Find the coordinates of the centre of the circle 3x\(^2\) + 3y\(^2\) - 6x + 9y - 5 = 0
Answer Details
To find the center of the circle, we need to rewrite the equation in the standard form:
(x - h)\(^2\) + (y - k)\(^2\) = r\(^2\)
where (h,k) is the center of the circle and r is the radius.

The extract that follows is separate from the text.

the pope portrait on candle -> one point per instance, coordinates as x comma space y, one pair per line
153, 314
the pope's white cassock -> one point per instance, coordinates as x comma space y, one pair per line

Starting with the given equation:
3x\(^2\) + 3y\(^2\) - 6x + 9y - 5 = 0
We can group the x and y terms together:
(3x\(^2\) - 6x) + (3y\(^2\) + 9y) = 5
Next, we need to complete the square for both x and y.
For the x terms, we can factor out a 3 from the first two terms:
3(x\(^2\) - 2x)
To complete the square, we need to add and subtract (\(\frac{2}{2}\))\(^2\) = 1 inside the parenthesis:
3(x\(^2\) - 2x + 1 - 1)
Then, we can simplify this expression:
3((x - 1)\(^2\) - 1)
= 3(x - 1)\(^2\) - 3
For the y terms, we can follow the same process:
3(y\(^2\) + 3y)
= 3(y\(^2\) + 3y + (\(\frac{3}{2}\))\(^2\) - (\(\frac{3}{2}\))\(^2\))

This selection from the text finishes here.